Kemnaker prioritaskan reskilling dan upskilling bagi masyarakat terdampak PHK melalui Pelatihan Vokasi Nasional 2026 agar daya saing tenaga kerja meningkat dan peluang kerja lebih luas.

persen

Padang – Kementerian Ketenagakerjaan (Kemnaker) kini memprioritaskan program reskilling dan upskilling bagi masyarakat terdampak pemutusan hubungan kerja (PHK) guna menekan angka pengangguran.

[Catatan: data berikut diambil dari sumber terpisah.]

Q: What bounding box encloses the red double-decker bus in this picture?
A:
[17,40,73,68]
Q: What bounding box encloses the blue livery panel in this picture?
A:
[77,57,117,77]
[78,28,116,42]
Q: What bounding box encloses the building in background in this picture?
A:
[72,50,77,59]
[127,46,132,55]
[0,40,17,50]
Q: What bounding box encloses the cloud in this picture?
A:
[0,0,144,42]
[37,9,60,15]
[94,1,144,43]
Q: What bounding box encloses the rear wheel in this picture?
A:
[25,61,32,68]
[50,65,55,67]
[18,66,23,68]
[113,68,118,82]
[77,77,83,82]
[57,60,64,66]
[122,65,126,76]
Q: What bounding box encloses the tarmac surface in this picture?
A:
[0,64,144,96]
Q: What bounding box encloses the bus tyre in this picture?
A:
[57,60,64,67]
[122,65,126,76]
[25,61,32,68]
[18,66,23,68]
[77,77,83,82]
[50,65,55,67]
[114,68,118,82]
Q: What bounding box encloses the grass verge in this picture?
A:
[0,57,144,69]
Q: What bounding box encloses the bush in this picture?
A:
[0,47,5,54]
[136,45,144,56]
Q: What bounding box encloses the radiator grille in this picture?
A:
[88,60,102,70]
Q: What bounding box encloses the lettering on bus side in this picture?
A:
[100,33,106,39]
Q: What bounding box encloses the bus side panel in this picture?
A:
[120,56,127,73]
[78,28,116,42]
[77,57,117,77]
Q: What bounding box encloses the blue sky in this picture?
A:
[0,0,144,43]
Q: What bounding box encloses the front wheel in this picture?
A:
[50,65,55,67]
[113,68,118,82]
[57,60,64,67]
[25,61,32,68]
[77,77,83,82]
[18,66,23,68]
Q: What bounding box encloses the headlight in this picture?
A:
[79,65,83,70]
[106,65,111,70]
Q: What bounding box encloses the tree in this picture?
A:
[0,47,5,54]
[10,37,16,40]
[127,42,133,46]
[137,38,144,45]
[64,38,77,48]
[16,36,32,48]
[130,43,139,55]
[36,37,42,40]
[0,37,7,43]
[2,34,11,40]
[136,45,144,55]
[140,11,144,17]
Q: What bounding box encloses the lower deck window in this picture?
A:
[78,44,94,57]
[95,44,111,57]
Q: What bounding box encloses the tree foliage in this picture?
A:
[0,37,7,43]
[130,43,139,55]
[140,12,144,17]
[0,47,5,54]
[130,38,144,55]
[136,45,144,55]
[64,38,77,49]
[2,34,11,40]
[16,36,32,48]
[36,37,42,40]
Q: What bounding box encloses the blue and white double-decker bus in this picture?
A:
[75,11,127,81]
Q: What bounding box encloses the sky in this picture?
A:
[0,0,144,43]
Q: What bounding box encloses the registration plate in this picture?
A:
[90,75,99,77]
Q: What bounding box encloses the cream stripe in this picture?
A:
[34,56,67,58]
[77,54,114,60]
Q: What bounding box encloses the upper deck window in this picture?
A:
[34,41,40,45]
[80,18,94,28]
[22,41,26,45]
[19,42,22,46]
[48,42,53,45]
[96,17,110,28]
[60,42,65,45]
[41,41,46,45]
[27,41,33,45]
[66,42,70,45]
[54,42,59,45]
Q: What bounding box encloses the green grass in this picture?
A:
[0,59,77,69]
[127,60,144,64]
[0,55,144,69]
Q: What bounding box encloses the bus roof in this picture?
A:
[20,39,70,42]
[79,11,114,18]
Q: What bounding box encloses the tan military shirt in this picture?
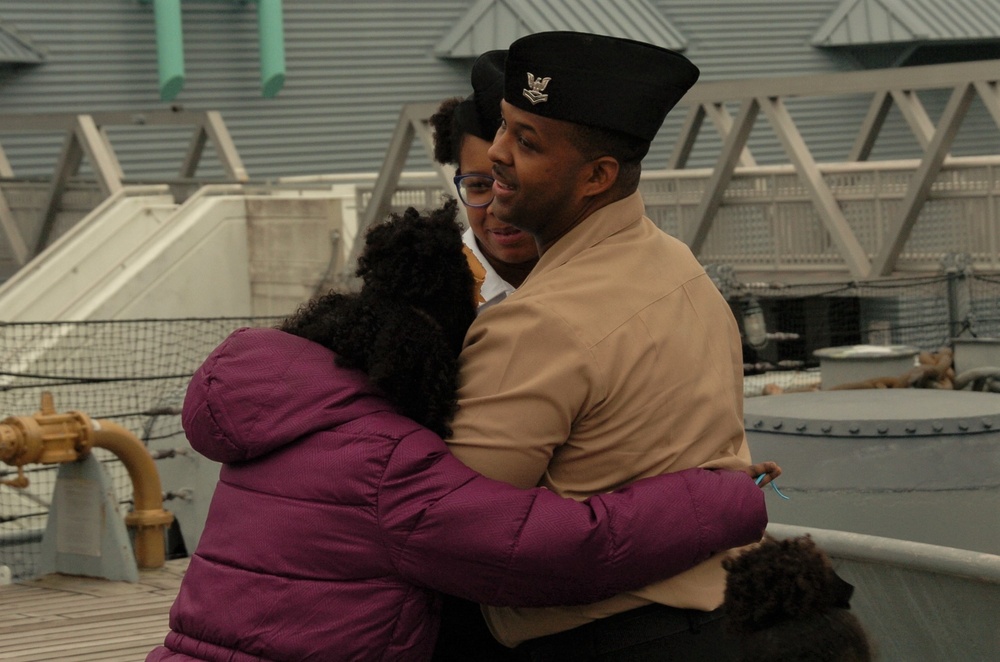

Langkah strategis ini menjadi fokus utama dalam Pelatihan Vokasi Nasional (PVN) Batch 3 Tahun 2026 yang resmi dibuka di Balai Pelatihan Vokasi dan Produktivitas (BPVP) Padang, Jumat (24/7/2026).

Wakil Menteri Ketenagakerjaan, Afriansyah Noor, menyatakan bahwa pemberian keterampilan baru sangat krusial agar masyarakat tetap memiliki daya saing di tengah dinamika ekonomi.

“Kami ingin memastikan masyarakat yang terdampak perubahan ekonomi tetap memiliki kesempatan meningkatkan kompetensinya,” ujar Afriansyah.

Ia menambahkan, dengan bekal keterampilan baru, para peserta memiliki peluang lebih besar untuk kembali terserap di dunia kerja atau membangun usaha secara mandiri.

Program pelatihan ini menyasar 982 peserta yang tersebar di BPVP Padang, Satpel Jambi, Sawahlunto, serta sejumlah UPTD binaan di wilayah Sumatera Barat dan Jambi.

Secara nasional, Kemnaker menargetkan sebanyak 300.000 peserta mengikuti pelatihan berbasis kompetensi sepanjang tahun 2026.

Afriansyah menekankan pentingnya menyelaraskan kurikulum pelatihan dengan potensi unggulan daerah, seperti sektor jasa, perdagangan, dan UMKM di Sumatera Barat.

“Pelatihan vokasi bukan sekadar memberikan keterampilan, tetapi menjadi investasi untuk menyiapkan SDM yang siap bekerja, produktif, dan mampu menjawab kebutuhan dunia usaha maupun dunia industri,” tegasnya.

Di BPVP Padang sendiri, sebanyak 85 peserta tengah mengikuti pelatihan intensif pada enam bidang, mulai dari barista hingga pengelasan.

Lima program tambahan lainnya, termasuk pelatihan K3 konstruksi dan teknisi AC, dijadwalkan akan menyusul pada 27 Juli mendatang.

Dalam kesempatan tersebut, Afriansyah juga mendorong masyarakat untuk mengubah pola pikir dalam mencari karier.

Ia mengingatkan bahwa peluang sukses tidak hanya bergantung pada status sebagai aparatur sipil negara (ASN).

“Jangan terpaku hanya pada satu pilihan karier,” pungkasnya.